Mehr Widerstand verringert den Luftwiderstand

Nicht nur die Haifischhaut kann große Flugzeuge windschlüpfiger machen: Ein Griff in die Trickkiste bringt dünne Plaketten ins Spiel

Von Rainer Scharf

Haifischhaut und Golfball sind Beispiele dafür, daß unebene Oberflächen bisweilen die Bewegung in einer Strömung erleichtern. Bei der Haifischhaut verringern zahllose kleine Schuppen den Strömungswiderstand, indem sie Turbulenzen verhindern, die auf einer glatten Oberfläche erzeugt würden. Der Flug eines Golfballs hängt dagegen vor allem vom Druckwiderstand ab, der dadurch entsteht, daß auf die Vorderseite eines fliegenden Balls ein größerer Druck ausgeübt wird als auf seine Rückseite. In der Praxis sorgt man mit zahlreichen Dellen in der Oberfläche des Golfballs, die zu Turbulenzen in der Luftströmung hinter dem Ball führen, für einen Druckausgleich und damit für eine Verringerung des Druckwiderstands. Jetzt haben schwedische Forscher einen weiteren Weg gefunden, durch Unebenheiten die Strömungseigenschaften von Oberflächen zu verbessern.

Den Forschern um Jens Fransson von der Königlichen Technischen Hochschule in Stockholm ging es dabei nicht um kleine Bälle, sondern um große Flugzeugtragflächen. Will man deren Strömungswiderstand verringern, muß man etwas gegen turbulente Strömungen tun. Passagierflugzeuge wie den Airbus hatte man schon früher mit Folien aus künstlicher Haifischhaut beklebt, die mit millimeterbreiten Rillen versehen worden waren. Der Treibstoffverbrauch hatte sich daraufhin um ein Prozent reduziert. Doch nicht alle Turbulenzen, die ein Flugzeug bremsen, kann man mit der Haifischfolie verhindern. Die schwedischen Forscher schlagen nun vor, den Strömungswiderstand einer Oberfläche dadurch zu verringern, daß man sie mit millimeterdicken kreisförmigen Plaketten beklebt. Wie die Plaketten wirken, zeigte sich bei Windkanalexperimenten. Eine mehrere Meter lange Platte wurde im Windkanal parallel zur Luftströmung ausgerichtet, die mit einer Geschwindigkeit von fünf Metern in der Sekunde über die Platte dahinstrich. Die Luftströmung über der Platte wurde mit Rauch sichtbar gemacht. Eine Kamera nahm anschließend die Stromlinienbilder auf. Zunächst verliefen die Stromlinien geordnet und parallel zueinander. Dann störten die Forscher sie mit Schall in Form eines reinen Sinustons von 32 Hertz, der von Lautsprechern erzeugt wurde. Durch den Schlitz konnte der Schalldruck auf die Luftströmung über der Platte wirken.

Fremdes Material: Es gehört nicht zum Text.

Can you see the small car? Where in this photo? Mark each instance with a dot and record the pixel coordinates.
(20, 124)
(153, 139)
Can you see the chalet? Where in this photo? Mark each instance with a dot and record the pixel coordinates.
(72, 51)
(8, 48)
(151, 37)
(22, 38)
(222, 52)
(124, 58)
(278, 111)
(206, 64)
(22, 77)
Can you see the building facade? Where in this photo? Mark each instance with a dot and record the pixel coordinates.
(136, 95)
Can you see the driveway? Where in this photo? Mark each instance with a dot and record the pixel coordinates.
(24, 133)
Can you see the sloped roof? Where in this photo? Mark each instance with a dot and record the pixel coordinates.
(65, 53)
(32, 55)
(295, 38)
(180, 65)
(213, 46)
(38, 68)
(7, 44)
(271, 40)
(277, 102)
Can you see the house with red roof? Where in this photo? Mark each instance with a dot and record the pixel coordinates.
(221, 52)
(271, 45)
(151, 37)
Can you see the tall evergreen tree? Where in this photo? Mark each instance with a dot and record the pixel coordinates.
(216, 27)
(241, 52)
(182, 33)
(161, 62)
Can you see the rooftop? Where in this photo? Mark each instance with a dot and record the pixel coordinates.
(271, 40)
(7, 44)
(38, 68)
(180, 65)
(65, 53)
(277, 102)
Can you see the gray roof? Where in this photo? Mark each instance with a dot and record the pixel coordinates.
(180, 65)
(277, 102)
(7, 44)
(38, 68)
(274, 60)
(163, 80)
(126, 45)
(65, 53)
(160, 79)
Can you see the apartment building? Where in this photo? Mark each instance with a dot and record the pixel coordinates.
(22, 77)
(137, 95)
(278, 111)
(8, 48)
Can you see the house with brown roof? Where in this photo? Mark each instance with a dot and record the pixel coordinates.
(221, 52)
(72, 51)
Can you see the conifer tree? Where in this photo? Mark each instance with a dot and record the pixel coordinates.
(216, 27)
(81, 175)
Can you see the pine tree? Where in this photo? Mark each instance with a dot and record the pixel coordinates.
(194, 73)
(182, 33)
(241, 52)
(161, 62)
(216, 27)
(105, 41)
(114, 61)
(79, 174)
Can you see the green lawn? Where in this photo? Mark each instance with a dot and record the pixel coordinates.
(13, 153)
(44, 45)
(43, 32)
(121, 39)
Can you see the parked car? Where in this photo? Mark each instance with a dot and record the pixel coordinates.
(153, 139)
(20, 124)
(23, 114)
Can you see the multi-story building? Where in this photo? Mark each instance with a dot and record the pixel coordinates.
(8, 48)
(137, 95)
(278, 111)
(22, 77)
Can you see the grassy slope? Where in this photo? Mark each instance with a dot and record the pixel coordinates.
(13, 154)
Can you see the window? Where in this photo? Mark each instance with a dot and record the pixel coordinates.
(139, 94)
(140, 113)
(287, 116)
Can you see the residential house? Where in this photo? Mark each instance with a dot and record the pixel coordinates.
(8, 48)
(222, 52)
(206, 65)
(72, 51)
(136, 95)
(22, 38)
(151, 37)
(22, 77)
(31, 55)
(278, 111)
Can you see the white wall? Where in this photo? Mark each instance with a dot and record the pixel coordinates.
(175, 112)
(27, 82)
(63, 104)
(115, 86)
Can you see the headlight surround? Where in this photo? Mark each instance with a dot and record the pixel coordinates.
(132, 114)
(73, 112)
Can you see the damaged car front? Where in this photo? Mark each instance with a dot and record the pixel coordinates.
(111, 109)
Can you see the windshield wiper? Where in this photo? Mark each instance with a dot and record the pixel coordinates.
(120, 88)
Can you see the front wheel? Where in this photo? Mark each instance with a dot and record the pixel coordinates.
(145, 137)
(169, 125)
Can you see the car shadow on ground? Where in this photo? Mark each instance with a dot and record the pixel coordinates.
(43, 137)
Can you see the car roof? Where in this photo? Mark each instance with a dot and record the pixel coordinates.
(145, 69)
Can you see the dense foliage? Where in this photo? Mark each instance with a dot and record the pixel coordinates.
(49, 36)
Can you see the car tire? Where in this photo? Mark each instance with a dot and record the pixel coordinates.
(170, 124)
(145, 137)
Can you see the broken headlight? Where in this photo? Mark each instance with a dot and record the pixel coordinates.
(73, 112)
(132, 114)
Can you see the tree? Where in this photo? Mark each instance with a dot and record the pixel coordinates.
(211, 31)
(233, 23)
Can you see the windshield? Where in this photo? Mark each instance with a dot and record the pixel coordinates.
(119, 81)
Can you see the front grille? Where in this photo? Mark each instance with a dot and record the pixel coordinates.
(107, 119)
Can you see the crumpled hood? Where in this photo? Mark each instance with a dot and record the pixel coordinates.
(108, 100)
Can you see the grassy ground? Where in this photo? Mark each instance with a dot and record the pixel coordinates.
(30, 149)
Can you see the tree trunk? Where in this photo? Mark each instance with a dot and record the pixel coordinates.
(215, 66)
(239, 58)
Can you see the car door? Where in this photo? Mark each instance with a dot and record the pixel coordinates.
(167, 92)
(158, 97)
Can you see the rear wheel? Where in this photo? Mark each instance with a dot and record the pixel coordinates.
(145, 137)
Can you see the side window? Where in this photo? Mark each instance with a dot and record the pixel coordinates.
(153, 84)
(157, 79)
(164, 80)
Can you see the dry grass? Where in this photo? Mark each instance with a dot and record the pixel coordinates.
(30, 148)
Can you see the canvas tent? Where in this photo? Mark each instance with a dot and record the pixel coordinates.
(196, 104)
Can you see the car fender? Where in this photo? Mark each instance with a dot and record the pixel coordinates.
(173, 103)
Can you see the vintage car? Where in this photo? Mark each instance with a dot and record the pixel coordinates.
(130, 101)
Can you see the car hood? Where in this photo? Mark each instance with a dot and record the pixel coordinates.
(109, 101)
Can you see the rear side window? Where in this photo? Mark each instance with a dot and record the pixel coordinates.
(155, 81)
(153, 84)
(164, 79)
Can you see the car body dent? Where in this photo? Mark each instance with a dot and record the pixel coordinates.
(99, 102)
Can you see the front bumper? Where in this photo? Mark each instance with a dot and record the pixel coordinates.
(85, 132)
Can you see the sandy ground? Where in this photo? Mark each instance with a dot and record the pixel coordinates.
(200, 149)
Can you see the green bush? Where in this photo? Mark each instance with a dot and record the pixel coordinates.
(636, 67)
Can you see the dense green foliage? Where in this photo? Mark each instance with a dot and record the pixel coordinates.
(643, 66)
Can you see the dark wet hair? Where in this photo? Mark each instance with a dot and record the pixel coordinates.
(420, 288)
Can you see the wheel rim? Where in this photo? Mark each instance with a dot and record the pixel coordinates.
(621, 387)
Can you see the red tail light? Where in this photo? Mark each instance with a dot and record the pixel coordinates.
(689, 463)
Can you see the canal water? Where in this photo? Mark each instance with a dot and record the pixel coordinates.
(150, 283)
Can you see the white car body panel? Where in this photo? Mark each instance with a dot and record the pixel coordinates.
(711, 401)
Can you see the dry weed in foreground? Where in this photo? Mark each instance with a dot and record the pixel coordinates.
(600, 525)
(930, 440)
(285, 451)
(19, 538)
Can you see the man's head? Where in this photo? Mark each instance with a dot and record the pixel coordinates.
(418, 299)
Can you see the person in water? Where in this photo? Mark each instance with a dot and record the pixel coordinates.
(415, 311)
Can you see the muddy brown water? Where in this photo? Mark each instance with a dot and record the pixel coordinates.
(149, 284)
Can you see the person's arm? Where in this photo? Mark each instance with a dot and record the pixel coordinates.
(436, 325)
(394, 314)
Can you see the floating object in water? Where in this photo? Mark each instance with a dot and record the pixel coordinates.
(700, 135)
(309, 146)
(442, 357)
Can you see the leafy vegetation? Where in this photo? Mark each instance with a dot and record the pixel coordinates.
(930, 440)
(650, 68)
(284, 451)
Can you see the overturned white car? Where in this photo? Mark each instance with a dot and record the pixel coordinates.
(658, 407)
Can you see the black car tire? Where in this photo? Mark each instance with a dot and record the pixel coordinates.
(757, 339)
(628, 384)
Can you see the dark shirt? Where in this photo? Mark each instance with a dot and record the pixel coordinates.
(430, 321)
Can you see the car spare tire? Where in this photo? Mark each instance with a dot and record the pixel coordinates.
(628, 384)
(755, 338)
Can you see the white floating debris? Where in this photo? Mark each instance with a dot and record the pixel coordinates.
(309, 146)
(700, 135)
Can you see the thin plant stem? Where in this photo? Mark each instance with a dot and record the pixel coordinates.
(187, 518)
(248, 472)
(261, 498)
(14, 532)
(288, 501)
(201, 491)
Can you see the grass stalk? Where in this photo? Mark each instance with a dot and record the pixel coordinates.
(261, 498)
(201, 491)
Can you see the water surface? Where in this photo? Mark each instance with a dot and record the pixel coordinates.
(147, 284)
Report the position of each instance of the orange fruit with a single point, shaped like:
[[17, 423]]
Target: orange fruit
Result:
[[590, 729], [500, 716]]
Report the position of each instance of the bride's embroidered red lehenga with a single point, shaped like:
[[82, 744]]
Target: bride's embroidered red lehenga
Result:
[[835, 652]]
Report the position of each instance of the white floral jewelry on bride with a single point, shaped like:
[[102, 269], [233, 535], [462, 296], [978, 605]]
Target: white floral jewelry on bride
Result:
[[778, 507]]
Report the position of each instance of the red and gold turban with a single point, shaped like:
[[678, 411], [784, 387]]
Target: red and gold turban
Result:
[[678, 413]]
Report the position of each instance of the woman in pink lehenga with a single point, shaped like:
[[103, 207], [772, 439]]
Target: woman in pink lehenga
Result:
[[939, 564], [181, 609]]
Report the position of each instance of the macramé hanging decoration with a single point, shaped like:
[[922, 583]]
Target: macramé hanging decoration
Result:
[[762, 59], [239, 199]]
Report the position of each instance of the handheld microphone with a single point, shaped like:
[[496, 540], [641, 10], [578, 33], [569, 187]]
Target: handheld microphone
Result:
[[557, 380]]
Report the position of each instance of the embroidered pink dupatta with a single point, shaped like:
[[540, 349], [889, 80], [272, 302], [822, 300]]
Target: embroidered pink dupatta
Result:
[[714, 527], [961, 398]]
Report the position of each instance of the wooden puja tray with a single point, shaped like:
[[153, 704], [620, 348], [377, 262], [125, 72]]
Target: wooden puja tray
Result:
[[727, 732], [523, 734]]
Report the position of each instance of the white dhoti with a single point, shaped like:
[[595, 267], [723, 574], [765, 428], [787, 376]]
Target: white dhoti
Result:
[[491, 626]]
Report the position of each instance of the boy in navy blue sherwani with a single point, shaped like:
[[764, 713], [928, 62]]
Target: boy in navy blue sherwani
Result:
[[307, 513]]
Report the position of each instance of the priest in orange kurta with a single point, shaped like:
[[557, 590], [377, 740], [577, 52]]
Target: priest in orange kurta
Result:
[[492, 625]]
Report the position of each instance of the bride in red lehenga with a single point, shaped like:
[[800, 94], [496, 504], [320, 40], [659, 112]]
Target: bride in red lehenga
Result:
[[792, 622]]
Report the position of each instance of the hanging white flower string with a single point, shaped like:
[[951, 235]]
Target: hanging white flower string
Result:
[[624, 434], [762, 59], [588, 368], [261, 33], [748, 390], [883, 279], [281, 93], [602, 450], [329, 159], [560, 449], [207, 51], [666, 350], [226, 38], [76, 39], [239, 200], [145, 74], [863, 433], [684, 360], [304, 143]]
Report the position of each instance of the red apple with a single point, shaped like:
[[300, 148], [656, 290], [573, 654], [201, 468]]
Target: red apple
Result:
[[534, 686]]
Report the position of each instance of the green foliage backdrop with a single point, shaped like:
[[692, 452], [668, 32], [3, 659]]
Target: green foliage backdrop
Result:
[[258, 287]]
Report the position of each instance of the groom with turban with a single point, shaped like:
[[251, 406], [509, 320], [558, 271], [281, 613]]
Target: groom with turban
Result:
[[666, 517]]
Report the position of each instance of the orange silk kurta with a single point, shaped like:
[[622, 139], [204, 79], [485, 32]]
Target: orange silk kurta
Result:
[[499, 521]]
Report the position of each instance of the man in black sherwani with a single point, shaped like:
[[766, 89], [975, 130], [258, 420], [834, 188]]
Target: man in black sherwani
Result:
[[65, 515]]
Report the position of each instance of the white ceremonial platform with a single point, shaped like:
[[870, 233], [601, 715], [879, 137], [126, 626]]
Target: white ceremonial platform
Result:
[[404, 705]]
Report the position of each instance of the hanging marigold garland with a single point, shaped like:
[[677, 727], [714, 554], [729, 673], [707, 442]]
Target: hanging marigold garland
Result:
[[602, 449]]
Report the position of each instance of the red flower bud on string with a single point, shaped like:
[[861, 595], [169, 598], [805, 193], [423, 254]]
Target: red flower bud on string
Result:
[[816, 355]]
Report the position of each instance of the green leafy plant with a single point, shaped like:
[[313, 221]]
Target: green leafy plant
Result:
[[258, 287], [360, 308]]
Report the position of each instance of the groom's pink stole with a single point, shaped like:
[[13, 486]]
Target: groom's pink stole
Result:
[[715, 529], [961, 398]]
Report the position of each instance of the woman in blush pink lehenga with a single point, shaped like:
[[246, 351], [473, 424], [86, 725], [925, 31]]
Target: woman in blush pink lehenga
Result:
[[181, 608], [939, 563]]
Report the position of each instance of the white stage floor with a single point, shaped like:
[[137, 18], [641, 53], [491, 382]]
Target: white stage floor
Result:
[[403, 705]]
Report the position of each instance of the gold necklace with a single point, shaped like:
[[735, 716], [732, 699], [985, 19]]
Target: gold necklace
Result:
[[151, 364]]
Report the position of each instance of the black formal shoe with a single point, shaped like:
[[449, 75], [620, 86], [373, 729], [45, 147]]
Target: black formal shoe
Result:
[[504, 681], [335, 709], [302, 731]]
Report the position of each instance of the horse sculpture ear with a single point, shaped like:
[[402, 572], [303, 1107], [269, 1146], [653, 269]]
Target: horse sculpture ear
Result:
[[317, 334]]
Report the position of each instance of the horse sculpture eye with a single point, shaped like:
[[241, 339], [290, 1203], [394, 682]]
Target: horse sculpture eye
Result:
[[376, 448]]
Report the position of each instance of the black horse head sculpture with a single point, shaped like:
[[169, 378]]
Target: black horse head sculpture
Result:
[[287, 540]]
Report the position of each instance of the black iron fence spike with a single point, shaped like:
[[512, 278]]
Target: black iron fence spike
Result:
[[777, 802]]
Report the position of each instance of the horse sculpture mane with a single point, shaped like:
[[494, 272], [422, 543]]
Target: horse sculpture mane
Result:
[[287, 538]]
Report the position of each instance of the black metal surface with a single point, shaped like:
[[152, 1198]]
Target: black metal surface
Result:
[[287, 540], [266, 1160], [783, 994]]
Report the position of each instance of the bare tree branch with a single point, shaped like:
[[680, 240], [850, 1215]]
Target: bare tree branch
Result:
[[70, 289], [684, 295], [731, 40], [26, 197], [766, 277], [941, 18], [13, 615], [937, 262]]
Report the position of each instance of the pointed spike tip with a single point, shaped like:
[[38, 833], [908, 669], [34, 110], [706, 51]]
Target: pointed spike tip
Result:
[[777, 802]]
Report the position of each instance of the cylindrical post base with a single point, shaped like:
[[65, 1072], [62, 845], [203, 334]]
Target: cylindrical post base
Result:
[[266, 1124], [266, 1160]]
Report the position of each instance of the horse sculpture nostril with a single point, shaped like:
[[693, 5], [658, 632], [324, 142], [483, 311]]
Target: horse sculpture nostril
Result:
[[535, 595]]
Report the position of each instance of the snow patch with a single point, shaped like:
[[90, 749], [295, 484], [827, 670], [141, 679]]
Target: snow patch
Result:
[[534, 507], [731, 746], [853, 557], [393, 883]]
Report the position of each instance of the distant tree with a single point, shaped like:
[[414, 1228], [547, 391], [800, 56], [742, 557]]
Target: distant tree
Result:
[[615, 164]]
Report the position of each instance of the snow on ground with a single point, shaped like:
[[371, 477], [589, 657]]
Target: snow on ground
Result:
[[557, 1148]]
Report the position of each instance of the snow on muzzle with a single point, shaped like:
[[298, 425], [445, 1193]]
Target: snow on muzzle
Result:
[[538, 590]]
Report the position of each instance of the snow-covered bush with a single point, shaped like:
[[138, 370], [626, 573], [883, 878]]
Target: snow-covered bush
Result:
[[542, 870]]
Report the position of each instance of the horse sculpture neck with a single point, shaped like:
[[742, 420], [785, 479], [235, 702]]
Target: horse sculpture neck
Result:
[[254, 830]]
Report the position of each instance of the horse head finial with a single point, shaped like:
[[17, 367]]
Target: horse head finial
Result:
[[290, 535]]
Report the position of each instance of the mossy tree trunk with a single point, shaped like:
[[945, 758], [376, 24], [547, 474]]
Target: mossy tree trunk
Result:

War der Sinuston laut genug, so begannen die Stromlinien, hin und her zu schwingen. Im weiteren Verlauf der Strömung schaukelten sich diese Schwingungen auf. Die Stromlinien gerieten in Unordnung, und die Strömung wurde turbulent. Um das beobachtete Aufschaukeln zu verhindern und damit die Turbulenz zu unterdrücken, klebten die Forscher Plaketten, die etwa vier Zentimeter Durchmesser hatten, in einer Reihe quer zur Strömung auf die Platte. Der Abstand zwischen zwei Plaketten betrug dabei jeweils fünfzehn Millimeter. An diesen millimeterdicken Erhebungen entstanden fortwährend Luftwirbel, die von der Strömung mitgerissen wurden. Dadurch bekam die Strömung ein Streifenmuster, bei dem sich Wirbelstraßen und Zonen mit gleichmäßiger Strömung abwechselten. Das Streifenmuster schränkte die Beweglichkeit der Stromlinien ein und verhinderte, daß sich ihre Schwingungen aufschaukelten.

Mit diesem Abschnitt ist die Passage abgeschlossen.